What about critical sections? There is no “Uh-oh” return value for critical sections;
EnterCriticalSection doesn’t have a return value. Instead, the kernel just says “Open season on critical sections!” I get the mental image of all the gates in a parking garage just opening up and letting anybody in and out. [See correction.]
As for the home-grown stuff, well, you’re on your own.
This means that if your code happened to have owned a critical section at the time somebody called
ExitProcess, the data structure the critical section is protecting has a good chance of being in an inconsistent state. (Afer all, if it were consistent, you probably would have exited the critical section!

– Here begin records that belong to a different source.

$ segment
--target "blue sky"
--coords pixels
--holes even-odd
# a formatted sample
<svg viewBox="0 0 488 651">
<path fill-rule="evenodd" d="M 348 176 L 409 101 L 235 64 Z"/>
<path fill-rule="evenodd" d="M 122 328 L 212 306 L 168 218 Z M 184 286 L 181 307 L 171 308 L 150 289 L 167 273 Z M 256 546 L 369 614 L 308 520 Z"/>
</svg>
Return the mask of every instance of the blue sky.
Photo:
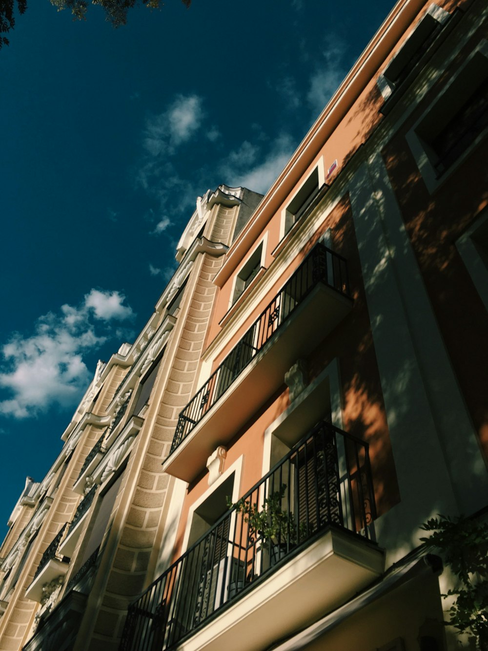
<svg viewBox="0 0 488 651">
<path fill-rule="evenodd" d="M 115 30 L 31 0 L 0 51 L 0 527 L 151 315 L 197 197 L 265 192 L 392 6 L 167 0 Z"/>
</svg>

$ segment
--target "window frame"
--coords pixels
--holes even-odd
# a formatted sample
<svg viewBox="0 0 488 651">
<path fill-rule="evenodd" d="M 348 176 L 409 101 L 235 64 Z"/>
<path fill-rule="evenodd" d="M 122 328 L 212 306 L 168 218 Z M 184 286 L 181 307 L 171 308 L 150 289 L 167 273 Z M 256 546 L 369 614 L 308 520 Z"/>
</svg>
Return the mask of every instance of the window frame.
<svg viewBox="0 0 488 651">
<path fill-rule="evenodd" d="M 261 270 L 265 270 L 266 268 L 264 266 L 264 263 L 265 260 L 267 245 L 267 231 L 266 231 L 263 237 L 256 243 L 256 246 L 254 247 L 251 253 L 249 253 L 249 255 L 246 256 L 245 260 L 243 262 L 243 263 L 239 268 L 238 270 L 234 274 L 234 278 L 232 279 L 232 285 L 230 289 L 230 297 L 229 299 L 229 305 L 228 311 L 230 310 L 231 307 L 235 305 L 236 303 L 240 300 L 242 296 L 246 293 L 246 292 L 249 290 L 249 288 L 254 284 L 255 282 L 257 282 L 256 279 L 260 277 L 261 274 L 260 272 L 261 271 Z M 254 269 L 256 269 L 256 270 L 254 273 L 254 275 L 252 275 L 252 277 L 251 278 L 247 284 L 245 284 L 245 281 L 248 279 L 247 277 L 245 279 L 245 280 L 244 280 L 243 279 L 240 278 L 240 275 L 243 273 L 243 272 L 245 273 L 245 270 L 246 270 L 246 267 L 249 264 L 253 256 L 256 256 L 256 254 L 260 250 L 260 249 L 261 249 L 261 251 L 260 254 L 259 261 L 257 263 L 257 264 L 252 268 L 252 271 L 254 271 Z M 251 271 L 251 273 L 252 273 L 252 271 Z M 241 291 L 239 294 L 239 295 L 236 296 L 236 292 L 237 290 L 237 286 L 239 284 L 239 279 L 243 280 L 243 282 L 245 283 L 245 284 Z"/>
<path fill-rule="evenodd" d="M 467 69 L 469 70 L 468 75 L 467 75 Z M 480 74 L 481 73 L 483 73 L 484 76 L 480 78 Z M 470 74 L 470 77 L 468 76 Z M 468 79 L 467 82 L 467 79 Z M 455 105 L 453 108 L 450 102 L 452 96 L 458 92 L 458 89 L 461 87 L 465 88 L 467 83 L 468 87 L 470 90 L 472 90 L 472 94 L 473 94 L 487 79 L 488 79 L 488 41 L 482 39 L 474 48 L 464 63 L 456 70 L 452 78 L 446 84 L 442 91 L 436 95 L 435 100 L 405 134 L 407 143 L 430 194 L 433 194 L 444 184 L 466 160 L 467 157 L 488 134 L 488 128 L 485 128 L 466 147 L 457 159 L 441 174 L 435 168 L 438 157 L 430 146 L 429 142 L 425 139 L 425 136 L 423 136 L 422 133 L 425 133 L 428 130 L 429 124 L 435 120 L 437 116 L 442 115 L 443 116 L 444 124 L 441 123 L 438 132 L 439 133 L 442 126 L 446 125 L 449 120 L 456 115 L 456 112 L 462 107 L 463 105 L 461 104 L 459 105 Z M 478 81 L 479 81 L 478 83 L 476 83 Z M 450 109 L 448 113 L 445 110 L 446 107 Z M 434 137 L 437 135 L 438 133 L 435 133 Z"/>
<path fill-rule="evenodd" d="M 310 182 L 312 176 L 316 173 L 317 174 L 317 186 L 311 193 L 307 194 L 306 192 L 304 192 L 304 189 L 306 184 Z M 316 164 L 314 165 L 310 170 L 310 173 L 307 174 L 306 178 L 305 178 L 300 186 L 296 188 L 291 199 L 287 202 L 286 206 L 281 211 L 281 220 L 280 223 L 280 242 L 284 240 L 288 235 L 288 234 L 293 230 L 293 227 L 296 225 L 296 224 L 301 221 L 304 212 L 306 212 L 307 208 L 308 208 L 312 202 L 314 201 L 314 198 L 316 197 L 318 193 L 320 191 L 320 189 L 325 184 L 325 177 L 323 167 L 323 158 L 321 156 Z M 290 211 L 290 206 L 294 201 L 297 201 L 301 193 L 303 193 L 304 195 L 306 195 L 305 200 L 300 204 L 299 207 L 295 212 Z M 293 221 L 291 224 L 290 224 L 290 221 L 291 219 L 293 219 Z"/>
</svg>

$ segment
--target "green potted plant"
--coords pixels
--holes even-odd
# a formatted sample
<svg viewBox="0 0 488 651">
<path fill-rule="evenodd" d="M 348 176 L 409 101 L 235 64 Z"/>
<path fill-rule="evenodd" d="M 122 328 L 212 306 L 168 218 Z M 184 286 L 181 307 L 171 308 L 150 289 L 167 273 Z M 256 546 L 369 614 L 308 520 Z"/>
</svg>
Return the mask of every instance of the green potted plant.
<svg viewBox="0 0 488 651">
<path fill-rule="evenodd" d="M 282 484 L 279 490 L 265 497 L 261 508 L 249 498 L 242 498 L 235 504 L 228 498 L 227 501 L 229 508 L 235 507 L 237 513 L 243 514 L 244 521 L 249 525 L 248 536 L 262 541 L 264 547 L 269 553 L 271 565 L 286 553 L 288 541 L 292 545 L 297 542 L 293 514 L 281 505 L 286 489 L 286 484 Z"/>
</svg>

Well, assuming you entered the critical section because you were updating the structure as opposed to reading it.) Your
DLL_PROCESS_DETACH code runs, enters the critical section, and it succeeds because “all the gates are up”. Now your
DLL_PROCESS_DETACH code starts behaving erratically because the values in that data structure are inconsistent.
Oh dear, now you have a pretty ugly mess on your hands.

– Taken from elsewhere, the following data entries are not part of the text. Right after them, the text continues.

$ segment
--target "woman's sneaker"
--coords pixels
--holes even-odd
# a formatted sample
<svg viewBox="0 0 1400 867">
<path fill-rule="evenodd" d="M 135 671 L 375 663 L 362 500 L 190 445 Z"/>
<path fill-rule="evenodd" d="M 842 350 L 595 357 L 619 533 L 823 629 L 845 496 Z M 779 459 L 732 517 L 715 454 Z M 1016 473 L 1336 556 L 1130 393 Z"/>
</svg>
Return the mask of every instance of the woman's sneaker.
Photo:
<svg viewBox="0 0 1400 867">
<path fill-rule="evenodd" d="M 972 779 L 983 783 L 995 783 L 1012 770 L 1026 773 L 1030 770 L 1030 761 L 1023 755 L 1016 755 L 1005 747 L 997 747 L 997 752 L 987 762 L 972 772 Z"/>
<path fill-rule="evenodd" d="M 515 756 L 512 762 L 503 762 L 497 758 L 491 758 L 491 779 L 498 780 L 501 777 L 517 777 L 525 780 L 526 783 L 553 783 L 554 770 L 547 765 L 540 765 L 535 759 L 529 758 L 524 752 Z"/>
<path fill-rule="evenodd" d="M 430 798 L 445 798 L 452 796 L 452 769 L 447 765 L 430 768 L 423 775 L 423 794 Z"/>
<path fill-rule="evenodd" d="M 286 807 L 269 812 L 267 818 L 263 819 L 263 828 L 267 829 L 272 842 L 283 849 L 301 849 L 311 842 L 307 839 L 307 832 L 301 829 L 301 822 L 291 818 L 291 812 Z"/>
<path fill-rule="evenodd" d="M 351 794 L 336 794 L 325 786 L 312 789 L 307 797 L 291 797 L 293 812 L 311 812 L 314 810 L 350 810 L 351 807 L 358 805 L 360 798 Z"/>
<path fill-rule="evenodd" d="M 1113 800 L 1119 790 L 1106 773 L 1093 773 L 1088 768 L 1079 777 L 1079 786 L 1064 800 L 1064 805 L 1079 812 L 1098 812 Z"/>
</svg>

And if your thread was terminated while it owned a spin-lock or some other home-grown synchronization object, your
DLL_PROCESS_DETACH will most likely simply hang indefinitely waiting patiently for that terminated thread to release the spin-lock (which it never will do).

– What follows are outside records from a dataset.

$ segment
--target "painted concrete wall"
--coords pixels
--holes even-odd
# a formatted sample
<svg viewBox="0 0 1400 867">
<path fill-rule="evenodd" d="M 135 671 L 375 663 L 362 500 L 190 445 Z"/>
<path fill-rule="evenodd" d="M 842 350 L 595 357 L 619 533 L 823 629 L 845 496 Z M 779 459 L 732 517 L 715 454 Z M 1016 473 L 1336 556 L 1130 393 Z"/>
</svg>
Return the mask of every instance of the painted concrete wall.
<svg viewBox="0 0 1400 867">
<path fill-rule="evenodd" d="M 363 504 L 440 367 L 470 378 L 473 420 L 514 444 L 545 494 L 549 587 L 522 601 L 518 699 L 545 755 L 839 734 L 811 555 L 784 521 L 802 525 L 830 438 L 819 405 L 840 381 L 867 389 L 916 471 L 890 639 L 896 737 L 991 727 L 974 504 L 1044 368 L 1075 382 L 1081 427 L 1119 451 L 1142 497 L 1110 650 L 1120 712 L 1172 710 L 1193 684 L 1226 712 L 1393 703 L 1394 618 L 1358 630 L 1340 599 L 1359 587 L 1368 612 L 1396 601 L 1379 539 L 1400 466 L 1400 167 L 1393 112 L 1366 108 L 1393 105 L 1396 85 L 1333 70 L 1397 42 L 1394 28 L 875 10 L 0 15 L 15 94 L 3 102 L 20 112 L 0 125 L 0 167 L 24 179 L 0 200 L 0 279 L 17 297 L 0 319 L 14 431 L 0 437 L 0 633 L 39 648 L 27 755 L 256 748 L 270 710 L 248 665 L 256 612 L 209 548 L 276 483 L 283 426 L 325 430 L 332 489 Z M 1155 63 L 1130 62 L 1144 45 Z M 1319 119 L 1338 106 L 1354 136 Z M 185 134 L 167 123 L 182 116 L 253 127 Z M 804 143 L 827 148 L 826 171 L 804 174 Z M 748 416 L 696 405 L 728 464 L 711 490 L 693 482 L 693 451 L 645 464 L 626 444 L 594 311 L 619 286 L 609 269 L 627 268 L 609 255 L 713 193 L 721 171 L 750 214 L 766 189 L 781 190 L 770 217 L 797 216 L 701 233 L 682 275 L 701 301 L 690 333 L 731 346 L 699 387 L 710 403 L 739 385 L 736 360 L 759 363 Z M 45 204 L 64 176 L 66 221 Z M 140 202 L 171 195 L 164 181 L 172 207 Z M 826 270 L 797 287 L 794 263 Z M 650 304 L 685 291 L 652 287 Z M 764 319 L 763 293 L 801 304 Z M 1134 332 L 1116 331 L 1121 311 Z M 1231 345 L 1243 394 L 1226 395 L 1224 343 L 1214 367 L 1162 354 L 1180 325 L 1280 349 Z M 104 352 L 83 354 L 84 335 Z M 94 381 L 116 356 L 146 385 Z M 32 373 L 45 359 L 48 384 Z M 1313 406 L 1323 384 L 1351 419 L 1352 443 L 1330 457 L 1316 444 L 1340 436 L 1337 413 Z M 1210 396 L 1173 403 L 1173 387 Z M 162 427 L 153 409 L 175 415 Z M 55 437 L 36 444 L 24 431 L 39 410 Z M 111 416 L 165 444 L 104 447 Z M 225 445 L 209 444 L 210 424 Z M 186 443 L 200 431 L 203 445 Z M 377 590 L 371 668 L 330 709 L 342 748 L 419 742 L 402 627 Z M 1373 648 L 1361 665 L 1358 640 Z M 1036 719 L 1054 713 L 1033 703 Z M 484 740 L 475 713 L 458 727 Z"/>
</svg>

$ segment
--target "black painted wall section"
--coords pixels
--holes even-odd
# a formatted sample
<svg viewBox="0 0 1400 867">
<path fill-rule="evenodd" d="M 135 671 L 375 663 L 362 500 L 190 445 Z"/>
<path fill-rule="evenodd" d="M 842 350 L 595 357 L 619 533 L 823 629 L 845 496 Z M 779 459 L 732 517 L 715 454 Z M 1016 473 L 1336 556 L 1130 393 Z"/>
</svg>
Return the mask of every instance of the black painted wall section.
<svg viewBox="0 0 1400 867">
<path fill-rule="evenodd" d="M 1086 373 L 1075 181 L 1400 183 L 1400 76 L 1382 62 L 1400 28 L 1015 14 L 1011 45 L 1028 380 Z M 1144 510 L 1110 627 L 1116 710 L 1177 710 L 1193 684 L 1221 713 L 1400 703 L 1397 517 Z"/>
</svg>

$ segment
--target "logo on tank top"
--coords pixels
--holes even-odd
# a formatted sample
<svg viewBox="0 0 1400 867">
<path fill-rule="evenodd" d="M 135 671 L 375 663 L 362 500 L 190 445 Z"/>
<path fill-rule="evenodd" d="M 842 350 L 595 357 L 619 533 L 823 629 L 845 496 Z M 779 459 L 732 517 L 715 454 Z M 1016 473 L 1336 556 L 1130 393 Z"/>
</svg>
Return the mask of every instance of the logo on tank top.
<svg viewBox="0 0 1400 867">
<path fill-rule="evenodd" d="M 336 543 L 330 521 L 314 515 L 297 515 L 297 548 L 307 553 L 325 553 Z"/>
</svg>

But wait, it gets worse. That critical section might have been the one that protects the process heap! If one of the threads that got terminated happened to be in the middle of a heap function like
LocalFree, then the process heap may very well be inconsistent. If your
DLL_PROCESS_DETACH tries to allocate or free memory, it may crash due to a corrupted heap.
Moral of the story: If you’re getting a
DLL_PROCESS_DETACH due to process termination,† don’t try anything clever. Just return without doing anything and let the normal process clean-up happen. The kernel will close all your open handles to kernel objects. Any memory you allocated will be freed automatically when the process’s address space is torn down. Just let the process die a quiet death.
Note that if you were a good boy and cleaned up all the threads in the process before calling
ExitThread, then you’ve escaped all this craziness, since there is nothing to clean up.
Note also that if you’re getting a
DLL_PROCESS_DETACH due to dynamic unloading, then you do need to clean up your kernel objects and allocated memory because the process is going to continue running. But on the other hand, in the case of dynamic unloading, no other threads should be executing code in your DLL anyway (since you’re about to be unloaded), so—assuming you coded up your DLL correctly—none of your critical sections should be held and your data structures should be consistent.
Hang on, this disaster isn’t over yet. Even though the kernel went around terminating all but one thread in the process, that doesn’t mean that the creation of new threads is blocked. If somebody calls
CreateThread in their
DLL_PROCESS_DETACH (as crazy as it sounds), the thread will indeed be created and start running! But remember, “all the gates are up”, so your critical sections are just window dressing to make you feel good.
(The ability to create threads after process termination has begun is not a mistake; it’s intentional and necessary. Thread injection is how the debugger breaks into a process. If thread injection were not permitted, you wouldn’t be able to debug process termination!)
Next time, we’ll see how the way process termination takes place on Windows XP caused not one but two problems.
†Everybody reading this article should already know how to determine whether this is the case. I’m assuming you’re smart. Don’t disappoint me.